Un déficit turístico persistente
A pesar de una moderación en las cifras, el déficit por turismo sigue siendo significativo. Así lo informó el IERAL de la Fundación Mediterránea, tras la controversia provocada por la nueva metodología del Banco Central para calcular los gastos de los argentinos en el extranjero. Esta modificación ha tenido repercusiones en el balance de dólares destinados a viajes al exterior.
Las cifras del turismo emisivo y receptivo
De acuerdo con el IERAL, el turismo emisivo alcanzó cifras récord en el verano de 2025, con un crecimiento del 80% comparado con el año anterior. En contraposición, el turismo receptivo disminuyó un 25% debido a la fortaleza del dólar local. Aunque la competitividad cambiaria ha tenido altibajos, se ha estabilizado, particularmente tras un levantamiento parcial del cepillo cambiario.
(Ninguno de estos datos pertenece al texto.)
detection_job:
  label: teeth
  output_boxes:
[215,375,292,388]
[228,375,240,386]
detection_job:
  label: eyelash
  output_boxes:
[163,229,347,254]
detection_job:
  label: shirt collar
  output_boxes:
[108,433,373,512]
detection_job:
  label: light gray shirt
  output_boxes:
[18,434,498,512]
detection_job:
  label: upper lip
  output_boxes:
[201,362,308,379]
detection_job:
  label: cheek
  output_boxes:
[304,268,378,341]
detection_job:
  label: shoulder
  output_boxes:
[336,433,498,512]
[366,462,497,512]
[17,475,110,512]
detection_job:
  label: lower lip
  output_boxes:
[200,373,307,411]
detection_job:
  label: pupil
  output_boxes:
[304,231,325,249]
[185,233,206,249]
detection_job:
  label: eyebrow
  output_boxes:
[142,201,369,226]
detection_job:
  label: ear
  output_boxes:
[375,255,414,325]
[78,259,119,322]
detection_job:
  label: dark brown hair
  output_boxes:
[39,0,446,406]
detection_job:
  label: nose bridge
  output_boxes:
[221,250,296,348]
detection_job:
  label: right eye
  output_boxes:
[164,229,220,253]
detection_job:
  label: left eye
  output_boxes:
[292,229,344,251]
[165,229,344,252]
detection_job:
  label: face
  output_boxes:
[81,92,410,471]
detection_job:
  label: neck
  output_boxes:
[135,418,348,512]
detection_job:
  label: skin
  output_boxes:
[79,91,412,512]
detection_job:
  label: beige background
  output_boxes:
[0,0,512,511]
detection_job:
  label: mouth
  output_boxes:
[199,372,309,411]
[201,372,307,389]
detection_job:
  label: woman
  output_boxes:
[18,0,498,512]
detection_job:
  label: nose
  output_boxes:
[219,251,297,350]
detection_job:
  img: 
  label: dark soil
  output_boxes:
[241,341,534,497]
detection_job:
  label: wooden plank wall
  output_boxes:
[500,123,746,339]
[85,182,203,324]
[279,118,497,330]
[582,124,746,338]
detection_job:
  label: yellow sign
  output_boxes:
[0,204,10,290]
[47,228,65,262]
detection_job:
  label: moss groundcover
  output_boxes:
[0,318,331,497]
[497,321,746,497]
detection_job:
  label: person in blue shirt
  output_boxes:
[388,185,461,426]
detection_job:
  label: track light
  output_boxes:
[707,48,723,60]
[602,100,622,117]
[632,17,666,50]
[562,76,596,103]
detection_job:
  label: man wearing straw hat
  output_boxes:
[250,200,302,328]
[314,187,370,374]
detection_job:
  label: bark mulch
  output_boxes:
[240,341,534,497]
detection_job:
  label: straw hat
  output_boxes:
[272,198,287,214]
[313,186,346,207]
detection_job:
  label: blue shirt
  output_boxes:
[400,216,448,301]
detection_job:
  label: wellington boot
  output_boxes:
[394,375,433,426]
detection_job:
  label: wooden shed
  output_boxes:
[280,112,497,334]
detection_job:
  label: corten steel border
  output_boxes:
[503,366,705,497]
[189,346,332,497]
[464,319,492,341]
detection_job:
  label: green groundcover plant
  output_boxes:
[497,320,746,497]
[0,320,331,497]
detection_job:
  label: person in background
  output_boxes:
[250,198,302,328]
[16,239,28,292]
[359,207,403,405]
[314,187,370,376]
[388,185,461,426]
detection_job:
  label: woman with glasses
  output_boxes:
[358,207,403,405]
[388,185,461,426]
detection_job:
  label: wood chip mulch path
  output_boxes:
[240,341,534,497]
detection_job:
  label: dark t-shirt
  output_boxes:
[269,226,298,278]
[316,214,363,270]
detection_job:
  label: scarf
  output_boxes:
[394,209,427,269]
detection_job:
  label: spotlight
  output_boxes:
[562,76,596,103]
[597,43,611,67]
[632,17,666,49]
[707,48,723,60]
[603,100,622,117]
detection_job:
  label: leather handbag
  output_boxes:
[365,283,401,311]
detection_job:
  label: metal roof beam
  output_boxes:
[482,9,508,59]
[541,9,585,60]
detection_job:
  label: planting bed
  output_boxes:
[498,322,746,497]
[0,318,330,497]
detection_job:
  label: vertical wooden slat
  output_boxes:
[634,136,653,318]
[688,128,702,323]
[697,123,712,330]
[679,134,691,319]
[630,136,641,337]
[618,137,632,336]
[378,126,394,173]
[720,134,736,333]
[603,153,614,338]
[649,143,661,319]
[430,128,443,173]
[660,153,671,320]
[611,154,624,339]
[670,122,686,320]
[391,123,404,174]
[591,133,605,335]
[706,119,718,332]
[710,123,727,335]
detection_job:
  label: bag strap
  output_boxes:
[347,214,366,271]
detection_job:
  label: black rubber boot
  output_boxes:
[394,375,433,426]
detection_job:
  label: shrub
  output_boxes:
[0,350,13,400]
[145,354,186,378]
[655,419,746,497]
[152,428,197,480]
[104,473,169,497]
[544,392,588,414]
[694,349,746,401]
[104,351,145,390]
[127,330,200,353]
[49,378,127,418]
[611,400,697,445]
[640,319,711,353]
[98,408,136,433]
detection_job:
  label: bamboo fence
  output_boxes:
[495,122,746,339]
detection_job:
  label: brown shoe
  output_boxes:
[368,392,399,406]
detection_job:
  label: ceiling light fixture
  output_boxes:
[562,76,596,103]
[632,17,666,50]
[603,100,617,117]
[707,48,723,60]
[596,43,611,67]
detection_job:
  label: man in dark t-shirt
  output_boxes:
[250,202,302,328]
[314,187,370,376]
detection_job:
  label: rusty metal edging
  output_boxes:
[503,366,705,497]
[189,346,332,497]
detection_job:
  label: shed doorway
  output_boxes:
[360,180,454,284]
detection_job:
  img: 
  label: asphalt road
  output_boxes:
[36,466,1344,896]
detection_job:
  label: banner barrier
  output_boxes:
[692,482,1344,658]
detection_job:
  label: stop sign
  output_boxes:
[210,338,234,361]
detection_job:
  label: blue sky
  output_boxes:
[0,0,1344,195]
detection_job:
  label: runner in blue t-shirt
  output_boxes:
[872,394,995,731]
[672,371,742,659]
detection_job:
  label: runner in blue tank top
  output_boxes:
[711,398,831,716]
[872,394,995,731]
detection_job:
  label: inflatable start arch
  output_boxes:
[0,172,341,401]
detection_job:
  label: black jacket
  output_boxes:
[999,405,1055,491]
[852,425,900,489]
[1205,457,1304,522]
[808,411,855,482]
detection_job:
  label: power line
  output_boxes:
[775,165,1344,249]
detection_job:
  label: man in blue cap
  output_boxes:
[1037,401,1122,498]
El balance al cierre de 2025 muestra un saldo negativo por la salida de divisas, a pesar de los cambios en la medición solicitados por Daniel Scioli, que excluyeron de la cuenta de gastos en el exterior las suscripciones a servicios digitales y compras en plataformas virtuales. En este sentido, el IERAL destaca que en los primeros 11 meses de 2025, 11,2 millones de residentes viajaron al exterior, mientras que apenas 4,8 millones de turistas internacionales ingresaron al país.
Un año de desbalance
Esto ha resultado en un saldo negativo en el número de viajeros, con una diferencia de 6,4 millones, una cifra comparable al déficit de 2017. Asimismo, el cociente entre turismo emisivo y receptivo se ha situado en 2,3, lo que refleja un desbalance notable en varias décadas, exceptuando años de pandemia. Por cada viajero internacional que visitó Argentina, 2,3 residentes optaron por hacer turismo en el extranjero.
Las proyecciones indican que, al restar los ingresos del turismo receptivo de aproximadamente US$ 4.500 millones, el saldo de divisas podría presentar un déficit de entre US$ 7.000 millones y US$ 8.500 millones, aunque estos datos son preliminares, ya que falta el resultado del cuarto trimestre. Marcos Cohen Arazi, del IERAL, apunta que un nivel elevado de turismo emisivo puede generar oportunidades para el turismo receptivo.
Expectativas para la temporada de verano 2026
En cuanto a la temporada de verano 2026, se anticipa que las tendencias observadas en las búsquedas de Google muestran patrones de turismo emisivo similares al año anterior. Sin embargo, comparadas con el periodo récord de 2024/25, estas se encuentran en niveles inferiores. Las búsquedas relacionadas con turismo interno son generalmente bajas, a excepción de un aumento en noviembre.
Además, la apreciación del real brasileño frente al dólar, el cual ha crecido más que la inflación y los salarios en Argentina, está afectando la elección de Brasil como destino. El clima de menor incertidumbre cambiaria, posterior a las elecciones, también está influyendo en las decisiones de viaje, además del impacto del Mundial, que podría llevar a muchos hinchas a reservar sus viajes a Estados Unidos para ver a la Selección.
Sin embargo, se anticipa que los flujos internacionales continuarán por un sendero deficitario durante el verano, aunque se espera que el turismo receptivo siga en recuperación, lo que podría reducir ligeramente el déficit.